Monitoring and alerting - alphagov/notifications-manuals GitHub Wiki

Alerting

We use the following alerting systems:

Monitoring

We run a Grafana instance to visualise our metrics: https://grafana.notify.tools/.

We have various dashboards for monitoring application system health, individual applications and other services (such as Redis & PostgreSQL).

Our Prometheus and Grafana deployment runs on AWS ECS using AWS's managed prometheus in a dedicated monitoring account (notify-monitoring) which all other accounts forward metrics to.

We use a local prometheus in each ecs cluster for endpoint discovery. These prometheus's forward metrics to a central aws managed prometheus instance in the monitoring account. We do not query these prometheus servers directly.

Metrics Data Sources

Data Source: AWS CloudWatch

We also export some metrics to AWS Cloudwatch. These can be viewed directly in Cloudwatch, or via Grafana.

Data Source: Prometheus

We host our own AWS Managed Prometheus instance running on the notify monitoring account. Unfortunately with the aws managed service you don't get the normal prometheus UI, so we only use Grafana to visualise the data.

Stateful Services Monitoring

Database level metrics provided by the aws cloudwatch

Database metrics are collected by aws and stored in cloudwatch. You can query these metrics from the aws console or from grafana.

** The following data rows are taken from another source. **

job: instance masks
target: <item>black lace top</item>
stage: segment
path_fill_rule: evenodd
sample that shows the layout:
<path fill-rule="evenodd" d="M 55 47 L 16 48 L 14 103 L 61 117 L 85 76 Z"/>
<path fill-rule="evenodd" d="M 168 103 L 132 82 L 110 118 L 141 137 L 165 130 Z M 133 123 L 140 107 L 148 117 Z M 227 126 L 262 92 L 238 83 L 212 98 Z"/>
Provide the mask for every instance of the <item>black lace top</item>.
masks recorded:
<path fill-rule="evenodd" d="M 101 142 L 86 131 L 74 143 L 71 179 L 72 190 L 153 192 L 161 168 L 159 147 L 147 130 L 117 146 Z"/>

Redis metrics provided by AWS Elasticache

We use the Redis backing service provided by AWS Elasticache. Metrics for this service are provided by AWS Cloudwatch

Application Monitoring

Application metrics are available from prometheus and cloudwatch.

Metric collection

The diagram below shows how we collect metrics to our central AWS managed Prometheus instance:

log collection

Notes:

  • A task (web or worker) is a single instance of an application and runs multiple containers (think kubernetes pod). For example; api-web could be running 30 tasks each having 3 containers.
  • We run more than one prometheus in each environment. The AWS managed Prometheus deduplicates the metrics and stores them.
  • We have a different worker and web setup because the workers don't have a listening http port. As such we use a statsd-exporter to collect and expose the metrics.
  • As of the time of the writing I don't believe any of the apps are pushing otlp information to the otel sidecar. This is something we could look into in the future.

ECS Prometheus Task Discovery

We use the prometheus-sdconfig-reloader to dynamically add services and tasks to be scraped by prometheus.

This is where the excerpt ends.